Not only does he not know about baptism, which he doesn't, but he also has a realistic reaction. Think about the crowds gathered around Jesus who say 'we are children of Abraham, and we have never been slaves to anyone.' Think about the accusations towards Peter in the New Testament, that he ate with gentiles. The people of Israel were set apart by God for a reason. They were set apart to ensure that they would not mingle with the Gentiles. Not just as a matter of decorum, but as a matter of holiness. The people of Israel saw themselves as distinct, and not just worthy due to their faith, but due to their genes. They could trace their line back to Abraham, and so when they thought of themselves, it was as being of the house of Israel conferred special status according to the flesh that spilled over into the spirit. Paul puts it this way:

If someone else thinks they have reasons to put confidence in the flesh, I have more: circumcised on the eighth day, of the people of Israel, of the tribe of Benjamin, a Hebrew of Hebrews; in regard to the law, a Pharisee; as for zeal, persecuting the church; as for righteousness based on the law, faultless.

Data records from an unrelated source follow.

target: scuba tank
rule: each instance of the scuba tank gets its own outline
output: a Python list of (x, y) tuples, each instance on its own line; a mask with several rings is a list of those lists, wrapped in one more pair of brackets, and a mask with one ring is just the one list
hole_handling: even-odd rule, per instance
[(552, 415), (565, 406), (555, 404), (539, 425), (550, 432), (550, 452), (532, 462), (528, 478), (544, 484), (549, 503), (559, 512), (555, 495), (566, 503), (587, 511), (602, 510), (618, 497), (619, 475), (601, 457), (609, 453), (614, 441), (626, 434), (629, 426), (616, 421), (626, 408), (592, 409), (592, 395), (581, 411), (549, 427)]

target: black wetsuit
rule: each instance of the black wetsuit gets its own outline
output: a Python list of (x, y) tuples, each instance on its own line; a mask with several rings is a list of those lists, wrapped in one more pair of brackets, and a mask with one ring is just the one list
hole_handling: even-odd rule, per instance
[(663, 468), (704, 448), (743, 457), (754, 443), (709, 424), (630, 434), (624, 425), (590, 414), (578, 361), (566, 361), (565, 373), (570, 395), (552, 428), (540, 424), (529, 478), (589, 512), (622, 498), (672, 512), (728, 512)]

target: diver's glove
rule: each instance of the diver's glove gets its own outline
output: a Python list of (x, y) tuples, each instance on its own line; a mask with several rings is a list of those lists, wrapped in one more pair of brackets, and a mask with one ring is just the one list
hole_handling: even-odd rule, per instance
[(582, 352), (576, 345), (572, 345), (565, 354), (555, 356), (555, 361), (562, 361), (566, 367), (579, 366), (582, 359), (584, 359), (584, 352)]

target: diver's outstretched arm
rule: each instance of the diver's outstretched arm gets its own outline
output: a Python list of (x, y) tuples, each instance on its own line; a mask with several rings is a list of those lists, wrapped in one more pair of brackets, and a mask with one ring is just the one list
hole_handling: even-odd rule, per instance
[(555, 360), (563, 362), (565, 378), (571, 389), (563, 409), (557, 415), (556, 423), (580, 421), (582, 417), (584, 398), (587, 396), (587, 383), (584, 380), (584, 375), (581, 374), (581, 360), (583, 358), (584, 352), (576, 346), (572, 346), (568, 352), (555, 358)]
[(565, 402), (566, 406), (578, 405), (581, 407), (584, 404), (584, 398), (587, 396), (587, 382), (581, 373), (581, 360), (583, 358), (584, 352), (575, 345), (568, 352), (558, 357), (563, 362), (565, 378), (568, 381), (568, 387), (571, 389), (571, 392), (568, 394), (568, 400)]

When Paul writes this, he is tapping into a reality, you know. A reality that the people of Israel assumed was 100% there. Because of passages that talked about Abram's seed being a very big deal according to God, the people of Israel assumed that their lineage was evidence of being blessed and chosen by God. This has continued to this day with the phenomenon of secular Jews, who identify as Jews, though not believing in God at all. Because of the ethnic and cultural aspects of Judaism, it is possible for someone born to a Jewish mother to be considered as fully Jewish whether or not they even believe that God exists.  So what does that mean? It means that due to a lack of defined faith being required, just as God breathed life into Adam, he would be able to raise up from the stones children for Abraham. And Nicodemus, who knows that Jesus is 'from God' as he says, he's going to want to work out which is the right house and line to be born in. From his perspective, it makes perfect sense. God has blessed the world through one family, but Jesus says you have to be born again. How you gonna pull that trick off when it's clearly too late for you, as you had one shot to be born, and you were born wrong.

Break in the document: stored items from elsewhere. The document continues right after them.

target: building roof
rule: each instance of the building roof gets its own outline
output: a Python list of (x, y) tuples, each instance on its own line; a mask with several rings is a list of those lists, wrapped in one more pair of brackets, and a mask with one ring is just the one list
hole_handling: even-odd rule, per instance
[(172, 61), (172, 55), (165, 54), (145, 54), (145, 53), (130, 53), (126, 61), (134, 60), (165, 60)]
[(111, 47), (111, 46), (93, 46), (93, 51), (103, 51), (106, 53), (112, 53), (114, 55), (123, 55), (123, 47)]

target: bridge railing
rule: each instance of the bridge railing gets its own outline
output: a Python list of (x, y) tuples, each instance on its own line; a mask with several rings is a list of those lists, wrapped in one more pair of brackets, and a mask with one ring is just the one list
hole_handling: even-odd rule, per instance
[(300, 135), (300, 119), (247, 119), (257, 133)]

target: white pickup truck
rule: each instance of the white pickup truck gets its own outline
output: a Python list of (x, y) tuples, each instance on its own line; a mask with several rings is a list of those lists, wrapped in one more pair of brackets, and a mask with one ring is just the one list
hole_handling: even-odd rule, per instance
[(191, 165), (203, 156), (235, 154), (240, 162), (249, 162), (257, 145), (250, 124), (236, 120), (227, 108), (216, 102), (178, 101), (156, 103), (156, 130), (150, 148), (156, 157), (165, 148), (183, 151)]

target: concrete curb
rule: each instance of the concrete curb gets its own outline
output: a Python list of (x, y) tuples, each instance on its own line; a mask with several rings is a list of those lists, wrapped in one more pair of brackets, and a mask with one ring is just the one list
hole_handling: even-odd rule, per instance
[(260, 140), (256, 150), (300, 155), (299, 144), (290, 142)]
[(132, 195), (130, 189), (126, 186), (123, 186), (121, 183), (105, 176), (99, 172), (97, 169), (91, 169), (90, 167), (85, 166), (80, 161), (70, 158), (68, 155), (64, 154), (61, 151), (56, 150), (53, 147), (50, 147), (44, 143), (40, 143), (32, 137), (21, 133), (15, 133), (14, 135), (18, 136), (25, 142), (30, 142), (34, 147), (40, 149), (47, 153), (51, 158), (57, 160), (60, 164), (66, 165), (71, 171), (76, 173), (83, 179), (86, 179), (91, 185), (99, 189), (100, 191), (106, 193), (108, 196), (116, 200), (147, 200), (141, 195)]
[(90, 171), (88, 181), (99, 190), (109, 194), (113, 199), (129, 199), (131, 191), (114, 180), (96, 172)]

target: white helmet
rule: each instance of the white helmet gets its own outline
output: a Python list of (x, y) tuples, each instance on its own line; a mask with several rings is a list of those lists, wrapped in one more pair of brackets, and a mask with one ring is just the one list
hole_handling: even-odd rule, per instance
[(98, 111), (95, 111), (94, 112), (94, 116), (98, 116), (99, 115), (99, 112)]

But there is a new birth. Every bit as valid as the first, but the new birth is one that absolutely anyone can partake in. There is still a family, you know, and the family of Abram is still the one through which all the world will be blessed. But there is an important, non-genetic component that goes along with this.

Abram believed, and God credited it to him as righteousness.

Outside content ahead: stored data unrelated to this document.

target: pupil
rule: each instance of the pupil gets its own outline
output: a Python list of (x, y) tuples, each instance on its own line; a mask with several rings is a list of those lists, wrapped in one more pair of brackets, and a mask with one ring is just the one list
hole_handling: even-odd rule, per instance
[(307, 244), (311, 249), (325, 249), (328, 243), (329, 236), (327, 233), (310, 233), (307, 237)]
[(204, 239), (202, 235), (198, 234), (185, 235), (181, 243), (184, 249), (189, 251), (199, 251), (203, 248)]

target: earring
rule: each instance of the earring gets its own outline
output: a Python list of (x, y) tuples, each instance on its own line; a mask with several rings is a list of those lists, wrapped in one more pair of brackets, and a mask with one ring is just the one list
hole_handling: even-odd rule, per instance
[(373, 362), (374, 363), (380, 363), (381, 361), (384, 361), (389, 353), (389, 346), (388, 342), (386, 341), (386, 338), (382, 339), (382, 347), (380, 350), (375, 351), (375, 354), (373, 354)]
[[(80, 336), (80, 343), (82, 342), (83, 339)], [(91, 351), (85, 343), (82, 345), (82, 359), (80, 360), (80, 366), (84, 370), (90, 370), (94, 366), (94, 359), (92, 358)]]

So let's say that's true. Which is more important after all? Is the story of the Bible a story in which God just happens to like one group of people more than literally anyone else? Is it the story of God arbitrarily choosing one people and saying to them and of them 'these are my people and I love them best' the same way you would do with a dog? Or is it the story of God saving the entire world, and wanting all men to be saved and to come to a knowledge of the truth?  It seems that it's a key aspect of the teaching of Christ that you have to be born again, not born of the flesh, which you have been, but born of the spirit. Born not into a family of skin and bone, but born into a family of faith, where you believe and it gets credited to you as righteousness.